Der Predigttext steht in Matthäus 1, 1-17

1 Dies ist das Buch der Geschichte Jesu Christi, des Sohnes Davids, des Sohnes Abrahams.
2 Abraham zeugte Isaak. Isaak zeugte Jakob. Jakob zeugte Juda und seine Brüder. 3 Juda zeugte Perez und Serach mit der Tamar. Perez zeugte Hezron. Hezron zeugte Ram. 4 Ram zeugte Amminadab. Amminadab zeugte Nachschon. Nachschon zeugte Salmon. 5 Salmon zeugte Boas mit der Rahab. Boas zeugte Obed mit der Rut. Obed zeugte Isai. 6 Isai zeugte den König David. David zeugte Salomo mit der Frau des Uria. 7 Salomo zeugte Rehabeam. Rehabeam zeugte Abija. Abija zeugte Asa. 8 Asa zeugte Joschafat. Joschafat zeugte Joram. Joram zeugte Usija. 9 Usija zeugte Jotam. Jotam zeugte Ahas. Ahas zeugte Hiskia. 10 Hiskia zeugte Manasse. Manasse zeugte Amon. Amon zeugte Josia. 11 Josia zeugte Jojachin und seine Brüder um die Zeit der babylonischen Gefangenschaft.
12 Nach der babylonischen Gefangenschaft zeugte Jojachin Schealtiël. Schealtiël zeugte Serubbabel. 13 Serubbabel zeugte Abihud. Abihud zeugte Eljakim. Eljakim zeugte Azor. 14 Azor zeugte Zadok. Zadok zeugte Achim. Achim zeugte Eliud. 15 Eliud zeugte Eleasar. Eleasar zeugte Mattan. Mattan zeugte Jakob. 16 Jakob zeugte Josef, den Mann Marias, von der geboren ist Jesus, der da heißt Christus.
17 Alle Geschlechter von Abraham bis zu David sind vierzehn Geschlechter. Von David bis zur babylonischen Gefangenschaft sind vierzehn Geschlechter. Von der babylonischen Gefangenschaft bis zu Christus sind vierzehn Geschlechter.

Liebe Gemeinde,

Salmon zeugte Boas mit der Rahab… – vermutlich haben Sie noch nie einen solchen Predigttext zu Weihnachten gehört, ich auch nicht: einen Stammbaum über 14 Generationen – Keine von den Geschichten, die wir zu Weihnachten so lieben: von Maria und Joseph, den Hirten, den Weisen aus dem Morgenland.
Nicht mal eine Lebensgeschichte wird erzählt. Sondern einfach nur konstatiert: der zeugte den und der den… Jesus als Krone eines vielfachen Zeugungsvorgangs.
Wie kommen wir da zu unserer Weihnachtsbotschaft? Ich möchte es in 3 Schritten versuchen.

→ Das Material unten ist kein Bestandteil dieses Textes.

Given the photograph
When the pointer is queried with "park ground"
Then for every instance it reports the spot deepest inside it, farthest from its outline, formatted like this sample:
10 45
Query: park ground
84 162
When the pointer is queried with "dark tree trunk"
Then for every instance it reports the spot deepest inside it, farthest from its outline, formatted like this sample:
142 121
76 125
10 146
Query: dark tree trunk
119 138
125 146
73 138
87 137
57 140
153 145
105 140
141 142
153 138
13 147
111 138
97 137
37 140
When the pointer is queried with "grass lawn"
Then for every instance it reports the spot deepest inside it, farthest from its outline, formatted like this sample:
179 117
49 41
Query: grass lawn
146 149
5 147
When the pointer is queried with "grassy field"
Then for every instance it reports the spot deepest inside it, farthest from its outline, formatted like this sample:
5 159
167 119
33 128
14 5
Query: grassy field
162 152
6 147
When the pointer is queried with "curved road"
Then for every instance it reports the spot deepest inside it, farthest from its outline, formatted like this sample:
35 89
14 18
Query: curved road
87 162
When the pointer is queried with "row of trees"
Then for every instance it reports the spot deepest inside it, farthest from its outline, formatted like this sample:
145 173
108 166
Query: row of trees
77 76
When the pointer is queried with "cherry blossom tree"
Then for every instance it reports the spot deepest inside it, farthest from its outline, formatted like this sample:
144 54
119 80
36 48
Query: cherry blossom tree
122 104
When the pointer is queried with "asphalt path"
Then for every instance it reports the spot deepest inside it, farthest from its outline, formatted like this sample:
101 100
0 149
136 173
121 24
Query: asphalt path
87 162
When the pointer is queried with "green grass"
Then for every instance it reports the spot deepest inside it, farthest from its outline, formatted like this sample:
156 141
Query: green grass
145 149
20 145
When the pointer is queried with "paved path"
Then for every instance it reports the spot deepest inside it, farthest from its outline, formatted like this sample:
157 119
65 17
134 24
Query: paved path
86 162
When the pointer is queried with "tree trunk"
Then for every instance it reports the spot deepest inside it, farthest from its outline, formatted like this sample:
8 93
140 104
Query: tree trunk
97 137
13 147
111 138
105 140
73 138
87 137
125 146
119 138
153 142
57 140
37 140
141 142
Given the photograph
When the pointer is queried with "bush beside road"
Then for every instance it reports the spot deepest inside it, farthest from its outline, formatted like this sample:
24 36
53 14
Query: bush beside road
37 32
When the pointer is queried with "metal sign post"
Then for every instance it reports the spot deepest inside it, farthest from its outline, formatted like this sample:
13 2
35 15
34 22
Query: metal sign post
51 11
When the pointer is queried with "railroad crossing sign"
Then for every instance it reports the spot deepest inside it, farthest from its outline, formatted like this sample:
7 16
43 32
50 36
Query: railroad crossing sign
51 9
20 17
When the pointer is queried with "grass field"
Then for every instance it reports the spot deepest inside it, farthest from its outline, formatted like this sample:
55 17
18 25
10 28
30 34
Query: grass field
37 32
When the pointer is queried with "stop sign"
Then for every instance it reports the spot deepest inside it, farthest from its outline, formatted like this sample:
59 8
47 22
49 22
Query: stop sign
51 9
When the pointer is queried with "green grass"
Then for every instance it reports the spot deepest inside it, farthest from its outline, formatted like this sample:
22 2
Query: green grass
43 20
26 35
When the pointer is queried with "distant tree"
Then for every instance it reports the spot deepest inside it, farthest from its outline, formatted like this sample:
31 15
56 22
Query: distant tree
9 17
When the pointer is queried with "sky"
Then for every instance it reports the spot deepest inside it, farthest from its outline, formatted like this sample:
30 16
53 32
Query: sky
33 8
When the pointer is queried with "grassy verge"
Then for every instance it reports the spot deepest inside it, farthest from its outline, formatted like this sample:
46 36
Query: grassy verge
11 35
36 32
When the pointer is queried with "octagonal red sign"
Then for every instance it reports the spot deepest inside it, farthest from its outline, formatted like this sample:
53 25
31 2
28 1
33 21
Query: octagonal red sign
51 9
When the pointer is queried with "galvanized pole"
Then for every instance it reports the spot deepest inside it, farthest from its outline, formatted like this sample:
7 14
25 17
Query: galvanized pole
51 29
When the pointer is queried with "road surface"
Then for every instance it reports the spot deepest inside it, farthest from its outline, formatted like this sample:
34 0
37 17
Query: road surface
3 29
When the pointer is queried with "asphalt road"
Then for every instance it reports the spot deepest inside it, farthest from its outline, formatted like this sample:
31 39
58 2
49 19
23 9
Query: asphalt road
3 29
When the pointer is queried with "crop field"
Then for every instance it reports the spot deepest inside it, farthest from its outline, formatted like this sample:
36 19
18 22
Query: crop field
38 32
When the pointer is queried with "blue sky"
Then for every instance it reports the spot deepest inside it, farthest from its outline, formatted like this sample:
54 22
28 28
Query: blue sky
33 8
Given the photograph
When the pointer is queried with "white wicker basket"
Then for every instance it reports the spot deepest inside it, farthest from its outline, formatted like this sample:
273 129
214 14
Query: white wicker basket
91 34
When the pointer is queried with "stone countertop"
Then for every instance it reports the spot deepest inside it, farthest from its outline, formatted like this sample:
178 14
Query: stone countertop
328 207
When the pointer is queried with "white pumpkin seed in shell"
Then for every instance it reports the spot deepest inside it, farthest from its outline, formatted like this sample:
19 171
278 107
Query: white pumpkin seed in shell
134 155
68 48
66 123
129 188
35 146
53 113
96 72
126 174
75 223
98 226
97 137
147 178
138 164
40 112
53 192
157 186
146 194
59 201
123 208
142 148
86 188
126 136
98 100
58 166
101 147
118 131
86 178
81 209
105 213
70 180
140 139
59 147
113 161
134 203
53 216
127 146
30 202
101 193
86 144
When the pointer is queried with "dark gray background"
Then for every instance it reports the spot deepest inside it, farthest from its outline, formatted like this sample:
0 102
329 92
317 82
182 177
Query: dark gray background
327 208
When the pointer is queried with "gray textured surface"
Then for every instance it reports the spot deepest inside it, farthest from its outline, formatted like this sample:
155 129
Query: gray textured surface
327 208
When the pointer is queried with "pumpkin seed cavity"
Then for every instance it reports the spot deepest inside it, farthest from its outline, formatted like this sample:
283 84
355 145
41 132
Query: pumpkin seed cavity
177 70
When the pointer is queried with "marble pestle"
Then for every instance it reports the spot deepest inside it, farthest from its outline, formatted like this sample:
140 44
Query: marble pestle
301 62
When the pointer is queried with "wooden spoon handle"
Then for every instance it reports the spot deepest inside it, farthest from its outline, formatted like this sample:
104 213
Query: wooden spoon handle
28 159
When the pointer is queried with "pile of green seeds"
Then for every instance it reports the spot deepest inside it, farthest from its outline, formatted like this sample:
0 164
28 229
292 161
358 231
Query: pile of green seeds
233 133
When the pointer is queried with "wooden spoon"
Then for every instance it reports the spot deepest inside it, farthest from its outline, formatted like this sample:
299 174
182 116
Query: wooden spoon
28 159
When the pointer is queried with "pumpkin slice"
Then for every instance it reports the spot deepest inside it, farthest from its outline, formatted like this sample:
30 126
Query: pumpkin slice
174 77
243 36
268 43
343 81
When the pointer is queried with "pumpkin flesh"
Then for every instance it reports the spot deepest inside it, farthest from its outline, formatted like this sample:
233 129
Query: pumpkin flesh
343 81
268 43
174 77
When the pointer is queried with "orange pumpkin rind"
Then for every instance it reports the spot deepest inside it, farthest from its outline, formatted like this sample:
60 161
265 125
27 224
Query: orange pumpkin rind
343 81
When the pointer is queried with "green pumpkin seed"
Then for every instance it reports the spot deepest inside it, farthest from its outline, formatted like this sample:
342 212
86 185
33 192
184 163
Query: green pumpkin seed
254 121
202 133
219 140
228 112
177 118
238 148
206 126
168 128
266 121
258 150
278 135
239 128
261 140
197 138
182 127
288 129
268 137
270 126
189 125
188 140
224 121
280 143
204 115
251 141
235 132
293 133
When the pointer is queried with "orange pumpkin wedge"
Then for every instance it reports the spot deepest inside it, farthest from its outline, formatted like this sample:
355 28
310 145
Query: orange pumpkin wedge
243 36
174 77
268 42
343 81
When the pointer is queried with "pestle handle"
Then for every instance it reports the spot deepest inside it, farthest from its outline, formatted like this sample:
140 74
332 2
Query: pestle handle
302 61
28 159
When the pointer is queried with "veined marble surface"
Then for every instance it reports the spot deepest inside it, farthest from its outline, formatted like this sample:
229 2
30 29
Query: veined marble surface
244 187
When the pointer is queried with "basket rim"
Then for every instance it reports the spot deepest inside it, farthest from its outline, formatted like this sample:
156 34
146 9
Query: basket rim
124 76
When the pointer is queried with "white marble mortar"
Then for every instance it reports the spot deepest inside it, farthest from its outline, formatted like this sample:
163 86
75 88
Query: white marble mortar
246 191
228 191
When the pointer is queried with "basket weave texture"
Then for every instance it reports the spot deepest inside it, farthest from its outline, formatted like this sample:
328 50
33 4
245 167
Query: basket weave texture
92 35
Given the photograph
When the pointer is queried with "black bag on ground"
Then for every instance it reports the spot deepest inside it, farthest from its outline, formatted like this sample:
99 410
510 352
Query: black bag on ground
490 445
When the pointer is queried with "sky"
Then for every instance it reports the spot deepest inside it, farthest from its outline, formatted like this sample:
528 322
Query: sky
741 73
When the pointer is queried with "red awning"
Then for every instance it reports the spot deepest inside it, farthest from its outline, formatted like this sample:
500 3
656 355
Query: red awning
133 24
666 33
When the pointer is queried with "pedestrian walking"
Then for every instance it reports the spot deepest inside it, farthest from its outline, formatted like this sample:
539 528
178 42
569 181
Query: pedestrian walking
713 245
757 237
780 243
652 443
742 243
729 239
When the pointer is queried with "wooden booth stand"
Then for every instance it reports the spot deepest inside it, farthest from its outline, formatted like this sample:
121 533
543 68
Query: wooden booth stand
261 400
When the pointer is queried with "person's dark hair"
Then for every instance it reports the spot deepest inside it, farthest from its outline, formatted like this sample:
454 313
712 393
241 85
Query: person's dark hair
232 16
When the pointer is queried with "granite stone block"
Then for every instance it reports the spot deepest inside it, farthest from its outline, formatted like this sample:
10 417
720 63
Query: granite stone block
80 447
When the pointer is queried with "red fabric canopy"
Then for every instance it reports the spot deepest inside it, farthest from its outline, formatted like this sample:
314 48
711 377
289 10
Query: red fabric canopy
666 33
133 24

1) Wie Matthäus Jesus versteht
2) Wie Gott Geschichte schreibt
3) Was das für unser Weihnachten bedeutet

Der erste Blick 1) Wie Matthäus Jesus versteht:

Der Evangelist Matthäus war vermutlich ein gebildeter Anhänger Jesu mit jüdischem Hintergrund. Er beginnt sein Evangelium mit den Worten „Die ist das Buch der Entstehung Jesu Christi, des Sohnes Davids, des Sohnes Abrahams“.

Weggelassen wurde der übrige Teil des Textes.